Berheide’s principal at Portage Park Elementary school on Chicago’s west side gave him the highest possible recommendation; that caught the interviewers’ attention, Bastos said. “Time and again, Brian shows that he is an exceptional communicator and gifted teacher,” the principal wrote. “He is a highly dedicated professional who knows how to motivate his students to strive for excellence. He is a humble and approachable person who loves to share his love of theater with others, especially his students.”

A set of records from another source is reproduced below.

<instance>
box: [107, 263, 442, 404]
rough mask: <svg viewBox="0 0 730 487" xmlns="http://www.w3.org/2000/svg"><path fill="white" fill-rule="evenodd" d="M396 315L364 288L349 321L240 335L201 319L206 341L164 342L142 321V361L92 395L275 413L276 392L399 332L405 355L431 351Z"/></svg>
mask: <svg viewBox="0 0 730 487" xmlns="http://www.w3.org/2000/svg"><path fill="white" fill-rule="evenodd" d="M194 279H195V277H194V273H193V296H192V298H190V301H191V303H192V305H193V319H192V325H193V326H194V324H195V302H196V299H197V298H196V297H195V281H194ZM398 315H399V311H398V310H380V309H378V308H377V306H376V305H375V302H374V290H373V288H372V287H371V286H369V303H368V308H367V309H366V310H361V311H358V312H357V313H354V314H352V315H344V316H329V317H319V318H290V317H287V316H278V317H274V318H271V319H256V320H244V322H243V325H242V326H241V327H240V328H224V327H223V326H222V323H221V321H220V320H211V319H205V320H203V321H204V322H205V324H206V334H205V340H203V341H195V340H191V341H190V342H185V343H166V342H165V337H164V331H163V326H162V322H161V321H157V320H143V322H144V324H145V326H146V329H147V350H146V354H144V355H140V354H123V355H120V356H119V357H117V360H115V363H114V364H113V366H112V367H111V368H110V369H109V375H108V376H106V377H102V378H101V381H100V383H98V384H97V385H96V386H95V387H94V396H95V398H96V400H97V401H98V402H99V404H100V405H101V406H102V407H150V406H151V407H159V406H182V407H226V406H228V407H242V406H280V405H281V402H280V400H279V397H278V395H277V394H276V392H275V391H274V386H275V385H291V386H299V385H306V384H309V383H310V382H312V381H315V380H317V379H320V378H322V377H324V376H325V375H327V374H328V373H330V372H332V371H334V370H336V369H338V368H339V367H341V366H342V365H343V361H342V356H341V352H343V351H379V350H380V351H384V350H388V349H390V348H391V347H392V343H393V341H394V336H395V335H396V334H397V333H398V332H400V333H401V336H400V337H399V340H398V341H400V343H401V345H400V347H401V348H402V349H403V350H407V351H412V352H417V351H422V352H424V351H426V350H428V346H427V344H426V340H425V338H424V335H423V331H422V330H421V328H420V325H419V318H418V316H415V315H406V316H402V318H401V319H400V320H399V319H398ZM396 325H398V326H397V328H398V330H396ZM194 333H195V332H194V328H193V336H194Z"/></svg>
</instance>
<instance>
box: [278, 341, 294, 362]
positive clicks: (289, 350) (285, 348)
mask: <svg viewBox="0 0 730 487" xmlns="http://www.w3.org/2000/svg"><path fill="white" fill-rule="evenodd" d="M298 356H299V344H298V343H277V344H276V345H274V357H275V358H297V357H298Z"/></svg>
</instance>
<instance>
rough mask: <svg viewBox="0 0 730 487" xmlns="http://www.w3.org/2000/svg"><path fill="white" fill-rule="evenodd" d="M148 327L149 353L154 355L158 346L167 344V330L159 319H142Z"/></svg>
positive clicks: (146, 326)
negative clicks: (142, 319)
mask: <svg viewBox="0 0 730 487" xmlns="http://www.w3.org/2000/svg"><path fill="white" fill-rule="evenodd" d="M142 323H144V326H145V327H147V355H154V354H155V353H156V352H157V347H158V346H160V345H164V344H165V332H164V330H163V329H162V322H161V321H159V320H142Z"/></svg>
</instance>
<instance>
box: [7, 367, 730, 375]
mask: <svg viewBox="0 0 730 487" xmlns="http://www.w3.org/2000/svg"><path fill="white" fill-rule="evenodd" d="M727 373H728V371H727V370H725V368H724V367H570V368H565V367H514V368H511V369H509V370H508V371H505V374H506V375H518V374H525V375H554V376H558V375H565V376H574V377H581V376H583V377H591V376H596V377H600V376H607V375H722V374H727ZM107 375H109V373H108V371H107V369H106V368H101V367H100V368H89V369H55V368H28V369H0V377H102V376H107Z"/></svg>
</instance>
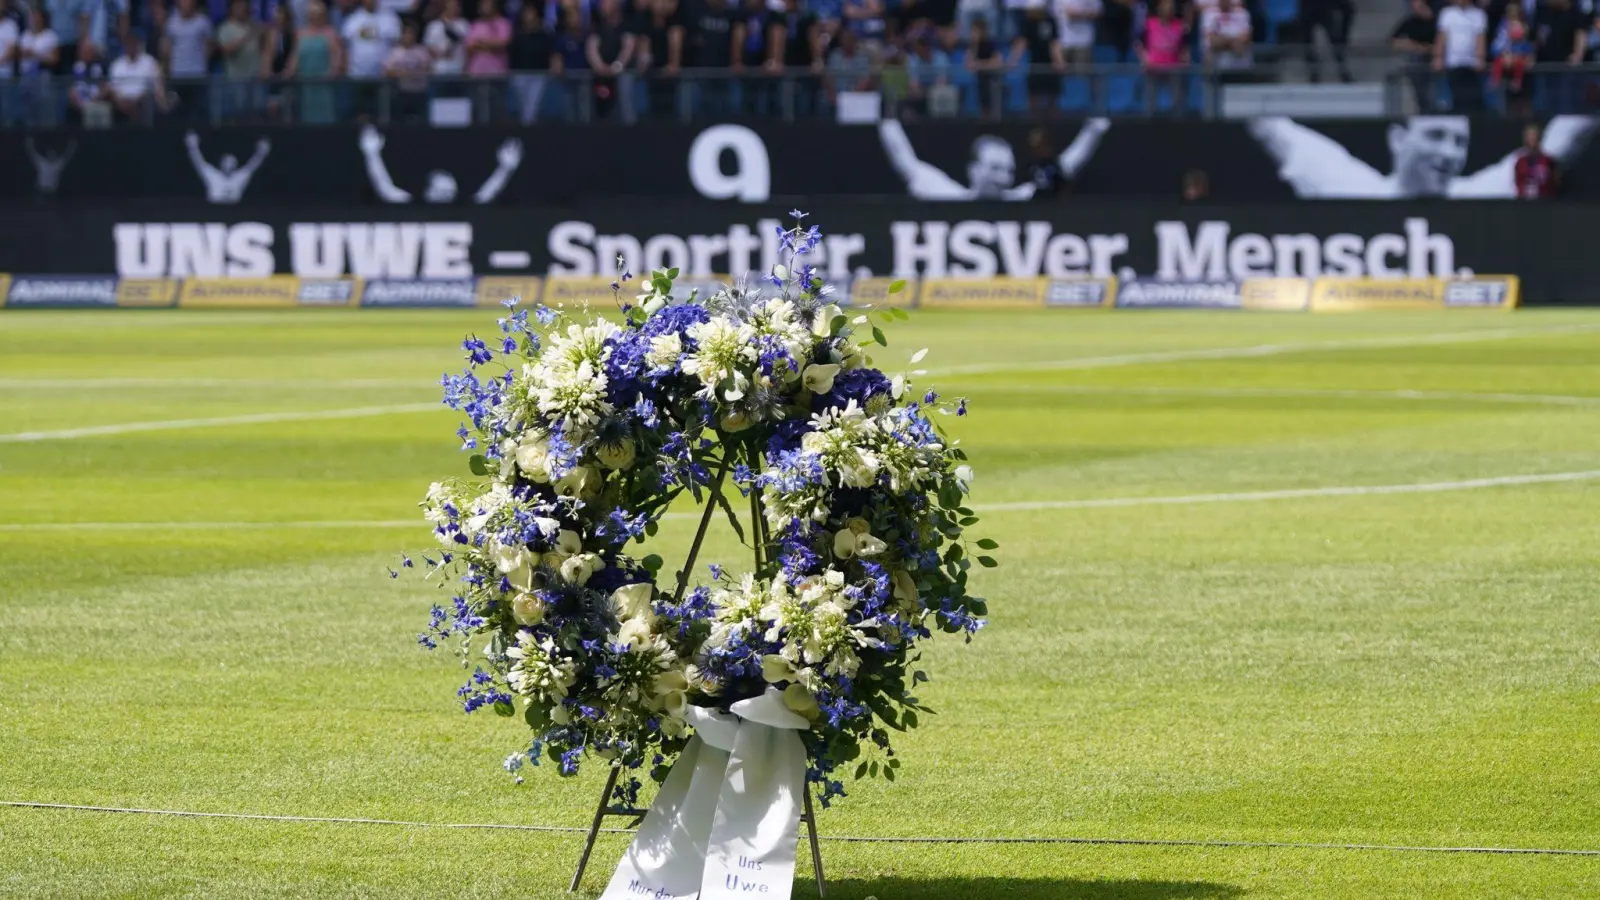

“The passion for the arts and history is great here in Vicksburg,” Berheide said. “As an outsider, I see the potential for both and I’m not the only person who sees this. The Mill project is mind-blowing. It will transform the community in a positive way. People will be drawn to it and want to come here. The potential is incredible. In the meantime, I expect to be the liaison between the boards of both organizations and the volunteers. I’ll focus on everyone’s capacity and then try to scale up to keep both groups [in the thick of things].”
The volunteer boards of VCAC and the Historical Society knew they needed a talented person to guide both through expansion, Bastos pointed out. They worked together to refine the needs of each organization and set parameters for the job descriptions. It turns out they fit Berheide to a tee, she said. Neither group could afford to pay a professional but together we could make this happen, Weirtella said. “Our goals for both groups are to increase membership, offer exceptional programming and events that the community will take part in. The skill set that Brian brings to the table is extraordinary for our two organizations.”
Berheide grew up in the small town of Berea, Kentucky where his father was a professor of political science and natural science at Berea College. He graduated from Findlay College in Ohio while playing club hockey and majoring in drama after he had a taste of performing in a college play. He loved the theater and spent his first few years out of college as a ‘transient troubadour’ on the regional theater scene. In 2005-2006, he moved to Chicago to test the waters in theater there and became a starving artist working the restaurant scene as a waiter. Needing a real job, he went back to school to get his master’s degree and teaching certificate. This led him to teach fine arts in two different Chicago elementary schools. As the drama teacher, he was able to build a program from the bottom up. He staged plays, built sets, coached acting for young children and became immersed in helping his students.
He will divide his time as needed with offices in the Depot Museum and the new Cultural Arts Center’s gallery at 105 S. Main Street in Vicksburg. He may be reached at 269-649-1733 or 269-200-2223.